Separate property is property (assets) that is not divided, and remains the sole property of the owner-spouse after marital assets are divided.

There are five types of separate property:
(1) property owned prior to the marriage;
(2) property acquired by inheritance;
(3) property received by gift from a third party;
(4) property received as an award for personal injuries, and
(5) property acquired after the date of commencement of the divorce action or execution of a Separation Agreement.

As a practical matter, separate property does not exist unless it is proved by the owner-spouse. It is not enough to testify at trial how certain property was acquired. There must be documentary proof of the origin of the property from a separate property source to establish a separate property claim. Because the existence of separate property depends upon the ability to prove its existence with documents, there are many cases in which an asset that likely came from a separate property source is nonetheless deemed marital property and shared with the other spouse.

It is not uncommon for separate property claims to fail since there are many ways that an asset received from a separate property source can lose its separate identity during the marriage. The term “comingling” refers to a separate property asset, usually a bank account, becoming a marital asset because the separate asset has been infused with marital funds to the point that the original separate property asset can no longer be identified. For example, a checking account with $50,000 that existed on the date of marriage in the sole name of the one of the spouses could lose its separate property character over time if that spouse paid bills from the account and deposited his/her weekly paycheck into the account.

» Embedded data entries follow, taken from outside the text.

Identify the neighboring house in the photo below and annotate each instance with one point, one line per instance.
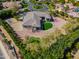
(33, 19)
(11, 4)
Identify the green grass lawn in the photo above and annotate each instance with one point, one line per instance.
(47, 25)
(37, 7)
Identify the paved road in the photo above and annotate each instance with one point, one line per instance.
(3, 53)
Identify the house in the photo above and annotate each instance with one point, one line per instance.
(11, 4)
(59, 7)
(33, 19)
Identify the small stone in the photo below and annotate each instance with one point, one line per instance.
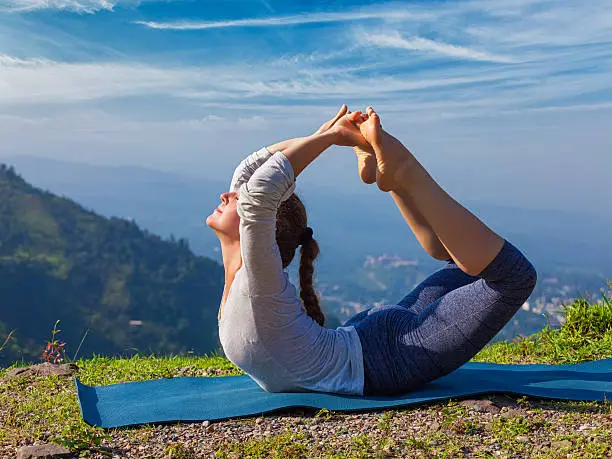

Separate property can also become marital property if the form of title is changed to joint ownership. Called transmutation, separate property is lost when the other spouse’s name is put on title. This happens when a house or other real property is conveyed from one spouse’s name into joint tenancy. In most cases, the value of the contribution can still be retained by the gifting spouse, provided that he/she proves the value of the house at the time of transfer.

There are many intricacies to separate property claims which an experienced divorce attorney can identify and advise you about. Whether you are claiming or defending a separate property claim, well-informed planning is essential.